Largest substrate did not undergo the reaction in this system possibly because the reaction channel was blocked by the corresponding reaction products. If the size of the substrate is too large, the surface reaction site makes the first contact and directly blocks the entrance of the channel, which makes it impossible for other substrates to penetrate. When the size of the substrate is sufficiently small compared to the size of the void, additional substrates can penetrate the crystal.

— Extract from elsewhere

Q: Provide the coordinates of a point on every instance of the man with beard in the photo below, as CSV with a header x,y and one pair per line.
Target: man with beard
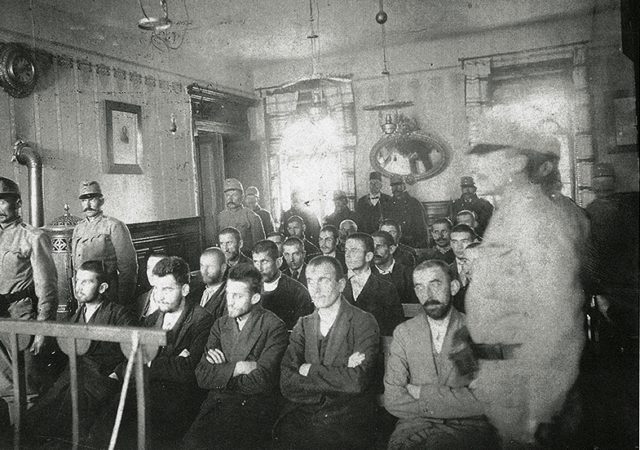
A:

Unlike the zinc mediated system, the titanium catalyzed system provides more information about the events occurring at the catalytic reaction sites with no discrimination by substrate size. Indeed, most reactions occur on or beneath the surface and the products were immediately removed to the solution. Carefully following the steps of carbonyl-ene reaction procedures as demonstrated, it's important for obtaining reliable experimental results.
Two-photon microscopy measurements will provide additional data for the actual reaction site of various kinds of MOF-based catalyst. As a verification procedure for the reaction site of the MOF catalyst is necessary. Our method can be used as a means for double checking the results.